Senate bill targets RFS incentives for Brazilian ethanol

Source: Amanda Peterka, E&E reporter • Posted: Monday, May 20, 2013

A bipartisan pair of senators introduced legislation that would effectively bar Brazilian sugar cane ethanol from counting for credit under domestic biofuel targets.

The bill sponsored by Sen. Bob Corker (R-Tenn.) and co-sponsored by Sen. Joe Manchin (D-W.Va.) would compel U.S. EPA to lower its overall targets for advanced biofuels whenever it lowers its targets for cellulosic biofuels. Doing so would remove the gap in advanced biofuels that has up to now been filled mostly by sugar cane ethanol imports.

“Because its mandated biofuels volumes are too high, the RFS is also unintentionally incentivizing ethanol imports,” Corker said in a statement. “Our bill helps to correct that problem by more properly aligning mandated levels with what we produce domestically.”

The “Foreign Fuels Reduction Act,” S. 977, has support from the oil industry, which has called this year for the complete repeal of the federal biofuel policy. Biofuel groups, on the other hand, stood by EPA’s authority to set the targets and denounced the bill as another attack on the renewable fuel standard.

Under the renewable fuel standard, EPA each year sets a target for conventional ethanol and advanced biofuel. A subset of the advanced category is cellulosic biofuels, or those made from plant-based materials like agricultural residues, perennial grasses and municipal solid waste.

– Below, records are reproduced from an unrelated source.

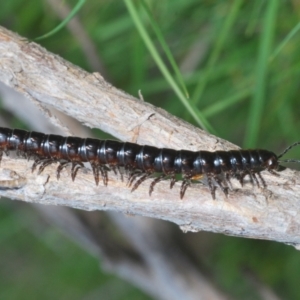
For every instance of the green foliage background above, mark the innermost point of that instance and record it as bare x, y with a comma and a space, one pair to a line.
239, 62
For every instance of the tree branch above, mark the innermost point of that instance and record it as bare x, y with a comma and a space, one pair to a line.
48, 80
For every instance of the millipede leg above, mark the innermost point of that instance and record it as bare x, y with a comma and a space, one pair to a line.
133, 176
44, 164
255, 178
140, 180
227, 178
223, 188
185, 183
75, 167
95, 169
173, 180
273, 172
211, 187
262, 180
154, 182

The agency over the last several years has lowered the cellulosic target by at least 93 percent compared to the levels that were written into the RFS in 2007 to reflect a slower-than-expected take-off in cellulosic technologies. EPA has not, however, lowered the overall advanced target, leaving a shortfall that it says can be filled by either domestic biodiesel or sugar cane ethanol imports from Brazil.

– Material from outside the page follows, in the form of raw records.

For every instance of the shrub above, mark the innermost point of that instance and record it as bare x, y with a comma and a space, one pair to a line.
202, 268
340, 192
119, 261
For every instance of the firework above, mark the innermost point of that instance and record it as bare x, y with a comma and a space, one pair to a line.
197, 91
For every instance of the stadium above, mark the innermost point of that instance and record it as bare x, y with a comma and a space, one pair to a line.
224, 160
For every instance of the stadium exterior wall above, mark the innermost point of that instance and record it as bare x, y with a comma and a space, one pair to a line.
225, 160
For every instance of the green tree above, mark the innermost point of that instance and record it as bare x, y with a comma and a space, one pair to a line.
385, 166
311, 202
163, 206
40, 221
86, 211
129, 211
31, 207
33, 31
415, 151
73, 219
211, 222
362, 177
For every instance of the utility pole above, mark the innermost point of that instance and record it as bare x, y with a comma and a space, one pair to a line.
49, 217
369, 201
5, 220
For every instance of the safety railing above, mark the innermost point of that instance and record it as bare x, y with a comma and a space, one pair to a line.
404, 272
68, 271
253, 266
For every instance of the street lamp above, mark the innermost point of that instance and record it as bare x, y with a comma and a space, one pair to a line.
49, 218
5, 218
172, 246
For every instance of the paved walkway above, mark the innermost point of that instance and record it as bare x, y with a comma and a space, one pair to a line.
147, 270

This year, EPA estimates that 666 million gallons of its proposed 2.75 billion-gallon advanced biofuel level will need to come from Brazilian sugar cane ethanol.

By requiring a reduction in advanced biofuels that corresponds with the reduction in cellulosic fuels, Corker and Manchin said that their bill would remove the incentive that draws increasing imports from Brazil. They said that by lowering the standard’s overall mandate, the bill would also “soften the harmful effects of the RFS” on land use and commodity prices.

American Fuel & Petrochemical Manufacturers, which has called for the repeal of the standard this year, today applauded the legislation.

“This legislation highlights one of the many problems with the policy,” AFPM President Charles Drevna said. “When the RFS was enacted in 2007, Congress never envisioned that cellulosic biofuels would not exist and that more than 90 percent, as much as 75 billion gallons, of the advanced biofuels quota would have to be fulfilled by imports and biodiesel.”

While ethanol trade groups Renewable Fuels Association and Growth Energy have also called on EPA to lower its advanced standard (Greenwire, April 9), they today rejected any legislation that fixes the standard. EPA, they said, already has the authority to make the change.

“RFS has been a proven success, and we believe no legislative changes are necessary,” said Bob Dinneen, president and CEO of the Renewable Fuels Association. “Flexibility is a fundamental component of the renewable fuel standard. The provision offered today would begin to take away the EPA’s ability to be flexible and make changes as issues arise.”

Advanced biofuel producers also panned the proposed law.

“This legislation is totally duplicative, confusing and unnecessary,” said Michael McAdams, president of the Advanced Biofuels Association. “This is simply another effort to try and discredit the RFS generally.”